NSAIDs gastroduodenopathy, symptoms
This form of gastroduodenopathy may be completely asymptomatic or present with dyspepsia, pain and/or burning in the epigastric area, the development of peptic ulcer complications such as digestive haemorrhage (which if massive has a mortality of about 10%), stenosis of the lumen and perforation of the gastric or more frequently the duodenal wall.
Chronic occult bleeding is not uncommon, and can lead to sideropenic anaemia.
It is controversial whether the intake of these drugs leads to increased gastro-oesophageal reflux and/or symptoms of reflux disease.
It is a common perception among clinicians that the use of non-steroidal anti-inflammatory drugs worsens the lesions of gastro-oesophageal reflux disease, but clinical studies confirming this are lacking.

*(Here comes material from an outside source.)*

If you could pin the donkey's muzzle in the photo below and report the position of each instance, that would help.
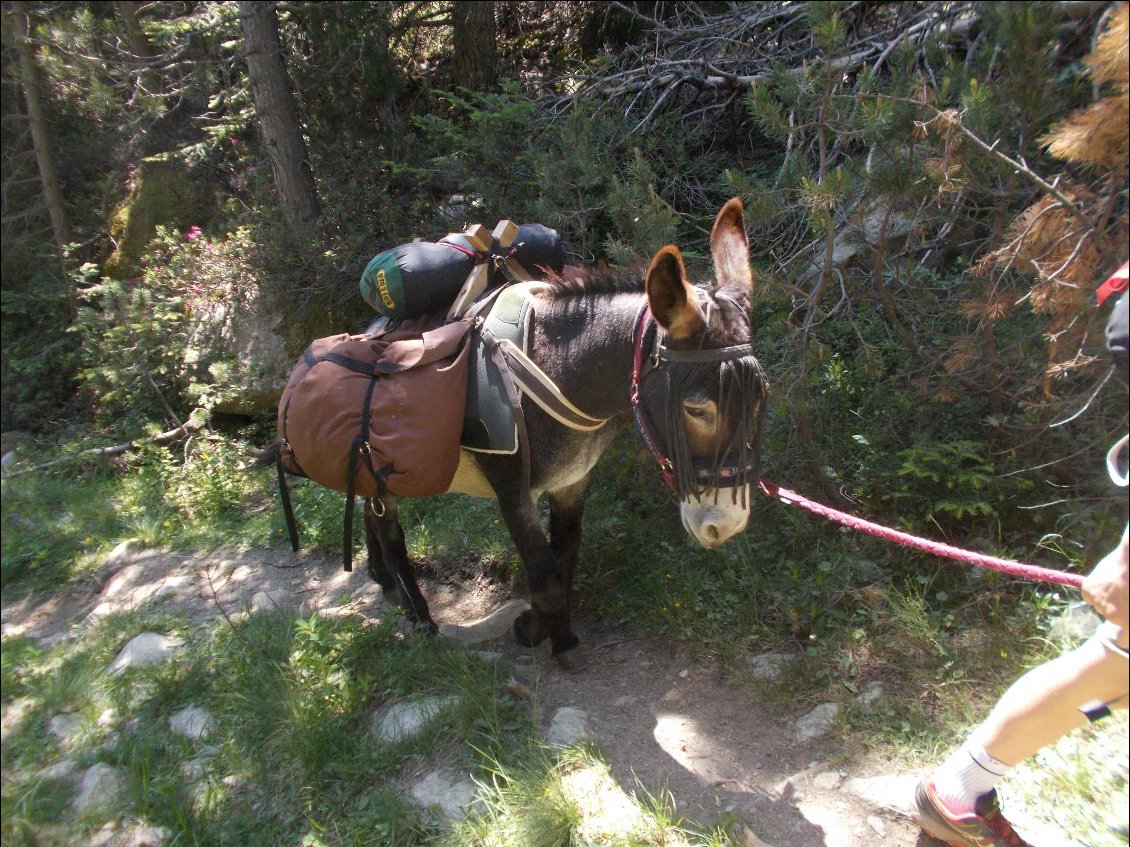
(716, 515)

Examinations and diagnosis
The main investigation to diagnose gastroduodenal disease related to the use of non-steroidal anti-inflammatory drugs is endoscopic examination.
In the case of mild symptoms, the diagnosis can also be made ex adiuvantibus, by observing the resolution of symptoms after discontinuation of NSAIDs and taking antacids.
What to do
In patients with gastroduodenal lesions from non-steroidal anti-inflammatory drugs who discontinue anti-inflammatory treatment, therapy with H2 antagonists or proton pump inhibitors has similar efficacy as in patients with erosions or ulcers not caused by NSAIDs.

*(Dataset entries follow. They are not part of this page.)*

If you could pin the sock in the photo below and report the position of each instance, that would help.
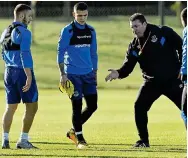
(79, 136)
(5, 136)
(24, 136)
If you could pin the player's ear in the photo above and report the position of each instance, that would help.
(21, 15)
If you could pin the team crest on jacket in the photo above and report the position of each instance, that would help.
(154, 38)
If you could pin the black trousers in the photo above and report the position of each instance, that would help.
(148, 93)
(79, 116)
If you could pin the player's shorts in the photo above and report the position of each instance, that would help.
(14, 80)
(83, 84)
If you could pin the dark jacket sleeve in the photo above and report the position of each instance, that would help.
(174, 39)
(129, 62)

It is not yet established whether treating a possible Helicobacter Pylori infection reduces the occurrence of gastroduodenal complications from taking non-steroidal anti-inflammatory drugs.
Taking NSAIDs, some advice
The main preventive measure is to avoid overuse, overdosing and taking several NSAIDs at the same time.
Very recently a scientific study has finally demonstrated the effectiveness of pharmacological prevention (with drugs blocking gastric secretion) of gastroduodenal lesions caused by chronic use of NSAIDs.
Other therapeutic aids that may be useful in preventing NSAID lesions are antacids, mucosal protectors and prostaglandin synthetase analogues.
Preventive treatment is mandatory in patients who take NSAIDs and have more than one of the risk factors.
Recently, much interest has been aroused by the introduction of new anti-inflammatory drugs that partially block cyclooxygenase.
There are two isoforms of cyclooxygenase: COX-1 and COX-2. COX-1 is the one that produces substances (prostaglandins) that protect cells.
COX-2, on the other hand, is induced in inflammatory cells and is therefore important in the process of inflammation and pain.
Therefore the use of drugs that selectively block COX-2 should reduce the incidence of gastro-duodenal lesions.